Una noche mientras cenábamos, se iluminó mi mente y la puerta se abrió. Un recuerdo conocido se adueñó de mi consciente: ella era aquella chica con la que fantaseaba cuando era niño. Cuando mis padres me abandonaron tras su muerte en el atentado del Liceo. No tenía a nadie, no me sentía querido por nadie. Lo único con lo que contaba era el servicio de mis tíos, que me prestaban el apoyo económico que necesitaba pero, pobres ignorantes, ajenos a todo sentimiento que se encarnaba en mi ser. Así pues, no tenía más remedio que imaginar una persona que me consolase y me diese su cariño y amor. Claro está que no existía, era un mero producto de mi imaginación. Ahora estaba delante de mí. ¿Cómo era posible? ¿Destino o azar? Jamás lo sabría. El hecho es que mi deseo se había cumplido, y ella estaba junto a mí.

En ese momento todo cobró sentido y me hice vivo, feliz y realizado. Lo que tenía que pasar había pasado. Eso era todo. Eso era suficiente. No necesitaba nada más para vivir, era lo que quería, y lo tenía junto a mí.

Por ello mismo pensé declarar nuestro amor en sociedad, dejando atrás ataduras y prejuicios, por mero respeto a mi niñez y a todo lo que había sido. Nos casamos al año siguiente. Ella ya no era la chica pobre que había encontrado. Era la señora de un prestigioso doctor de Barcelona y como tal, llevó la vida que le correspondía y la elevé a tal posición. Fueron los años más felices de mi vida. Tuvimos otro hijo más.

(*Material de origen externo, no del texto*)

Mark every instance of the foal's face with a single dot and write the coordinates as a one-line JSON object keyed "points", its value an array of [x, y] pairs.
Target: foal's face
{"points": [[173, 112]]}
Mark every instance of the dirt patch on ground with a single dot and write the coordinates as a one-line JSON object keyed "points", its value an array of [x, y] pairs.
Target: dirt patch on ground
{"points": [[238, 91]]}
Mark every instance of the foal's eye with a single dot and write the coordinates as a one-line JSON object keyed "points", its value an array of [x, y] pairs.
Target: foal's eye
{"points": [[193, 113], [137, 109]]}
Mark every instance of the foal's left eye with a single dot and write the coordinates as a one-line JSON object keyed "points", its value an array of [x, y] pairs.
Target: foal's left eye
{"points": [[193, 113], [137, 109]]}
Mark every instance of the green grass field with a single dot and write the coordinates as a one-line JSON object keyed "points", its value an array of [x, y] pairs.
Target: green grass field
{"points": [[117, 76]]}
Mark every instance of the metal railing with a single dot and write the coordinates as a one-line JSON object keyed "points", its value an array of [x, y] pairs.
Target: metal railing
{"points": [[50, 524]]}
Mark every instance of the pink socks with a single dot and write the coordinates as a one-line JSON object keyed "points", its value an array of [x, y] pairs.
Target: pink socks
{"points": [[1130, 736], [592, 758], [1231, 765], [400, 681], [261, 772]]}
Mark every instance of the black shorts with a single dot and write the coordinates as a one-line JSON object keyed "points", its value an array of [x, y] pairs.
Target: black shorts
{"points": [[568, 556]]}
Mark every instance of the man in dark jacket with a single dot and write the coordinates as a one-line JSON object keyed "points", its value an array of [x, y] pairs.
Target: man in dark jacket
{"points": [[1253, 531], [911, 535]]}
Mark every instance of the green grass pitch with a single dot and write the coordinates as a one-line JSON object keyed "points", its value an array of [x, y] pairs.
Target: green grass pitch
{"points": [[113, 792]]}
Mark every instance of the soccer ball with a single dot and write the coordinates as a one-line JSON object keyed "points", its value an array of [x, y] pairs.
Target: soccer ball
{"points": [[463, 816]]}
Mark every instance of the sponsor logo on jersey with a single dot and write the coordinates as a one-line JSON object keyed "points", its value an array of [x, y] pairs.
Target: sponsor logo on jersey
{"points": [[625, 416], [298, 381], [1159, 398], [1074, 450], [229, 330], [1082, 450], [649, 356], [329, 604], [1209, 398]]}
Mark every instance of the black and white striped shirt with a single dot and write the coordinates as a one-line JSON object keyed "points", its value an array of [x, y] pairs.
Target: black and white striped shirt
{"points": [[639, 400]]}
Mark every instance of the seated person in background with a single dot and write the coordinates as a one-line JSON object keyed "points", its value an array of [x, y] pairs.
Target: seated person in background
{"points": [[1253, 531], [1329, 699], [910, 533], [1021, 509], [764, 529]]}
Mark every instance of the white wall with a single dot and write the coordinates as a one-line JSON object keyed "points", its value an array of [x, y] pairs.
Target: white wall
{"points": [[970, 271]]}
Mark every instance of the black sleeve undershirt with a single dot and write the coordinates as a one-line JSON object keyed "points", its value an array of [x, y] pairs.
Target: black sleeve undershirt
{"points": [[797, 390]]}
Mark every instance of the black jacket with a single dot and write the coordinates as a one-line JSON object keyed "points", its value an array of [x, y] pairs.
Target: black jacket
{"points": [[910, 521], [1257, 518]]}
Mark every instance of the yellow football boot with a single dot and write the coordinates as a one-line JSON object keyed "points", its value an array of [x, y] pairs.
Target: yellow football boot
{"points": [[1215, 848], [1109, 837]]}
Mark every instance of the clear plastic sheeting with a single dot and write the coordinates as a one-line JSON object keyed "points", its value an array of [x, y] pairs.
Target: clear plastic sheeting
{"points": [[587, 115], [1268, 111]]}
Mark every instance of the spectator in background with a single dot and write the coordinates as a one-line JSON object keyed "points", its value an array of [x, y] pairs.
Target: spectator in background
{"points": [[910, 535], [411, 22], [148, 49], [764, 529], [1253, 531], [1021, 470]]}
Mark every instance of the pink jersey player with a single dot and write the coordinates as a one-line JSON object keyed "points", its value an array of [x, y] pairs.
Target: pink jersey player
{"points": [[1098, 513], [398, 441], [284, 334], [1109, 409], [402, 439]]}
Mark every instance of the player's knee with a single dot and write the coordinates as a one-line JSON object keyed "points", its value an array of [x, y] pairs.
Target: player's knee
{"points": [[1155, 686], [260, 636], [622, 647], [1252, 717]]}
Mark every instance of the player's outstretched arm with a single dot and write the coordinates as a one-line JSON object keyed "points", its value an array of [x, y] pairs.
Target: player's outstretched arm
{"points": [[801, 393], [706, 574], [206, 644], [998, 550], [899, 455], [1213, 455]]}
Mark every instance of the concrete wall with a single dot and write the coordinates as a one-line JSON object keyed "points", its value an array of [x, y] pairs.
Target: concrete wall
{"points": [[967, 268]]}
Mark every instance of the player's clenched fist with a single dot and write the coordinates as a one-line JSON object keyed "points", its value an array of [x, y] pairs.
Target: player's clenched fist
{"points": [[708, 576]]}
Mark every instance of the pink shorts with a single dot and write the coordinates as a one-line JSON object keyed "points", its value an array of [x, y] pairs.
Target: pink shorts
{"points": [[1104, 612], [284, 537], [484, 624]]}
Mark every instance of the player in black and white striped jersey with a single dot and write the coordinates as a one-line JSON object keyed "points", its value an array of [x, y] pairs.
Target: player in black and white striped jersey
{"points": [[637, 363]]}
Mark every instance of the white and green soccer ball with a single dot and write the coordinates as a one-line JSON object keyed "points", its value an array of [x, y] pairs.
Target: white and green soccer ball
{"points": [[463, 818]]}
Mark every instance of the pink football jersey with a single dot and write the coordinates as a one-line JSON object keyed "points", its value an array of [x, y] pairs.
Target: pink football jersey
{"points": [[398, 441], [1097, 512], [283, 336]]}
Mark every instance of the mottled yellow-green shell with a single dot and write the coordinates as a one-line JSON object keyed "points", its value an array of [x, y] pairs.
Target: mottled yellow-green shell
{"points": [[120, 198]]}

Sin embargo, treinta años después es cuando escribo estas líneas. Ella falleció ayer. Un tranvía la arrolló justo cuando despistada cruzaba la vía. Alguien la había llamado, se volvió, y no vio venir al armatoste de hierro. Le hemos dado el adiós definitivo esta mañana. Ella y mis niños, nadie más.

Ahora reflexiono sobre el amor y todo aquello que ella supuso para mí. Me hizo creer en el azar y las casualidades. Pero a la vez en el destino. Que nos hubiésemos encontrado había sido meramente casual. Pero que aquella persona que había imaginado fuese de verdad no tenía más remedio que ser el destino mismo. A menudo construimos nuestros sueños sobre pilares inestables y desconocidos. Sin embargo muchos terminan por cumplirse aunque no sepamos muy bien por qué. Creo que merece la pena luchar y esforzarse por aquello que amas y deseas con todo tu corazón y quién sabe si al final, cuando menos te lo esperas, te esté esperando en la puerta de tu casa sin más motivo que el único de existir.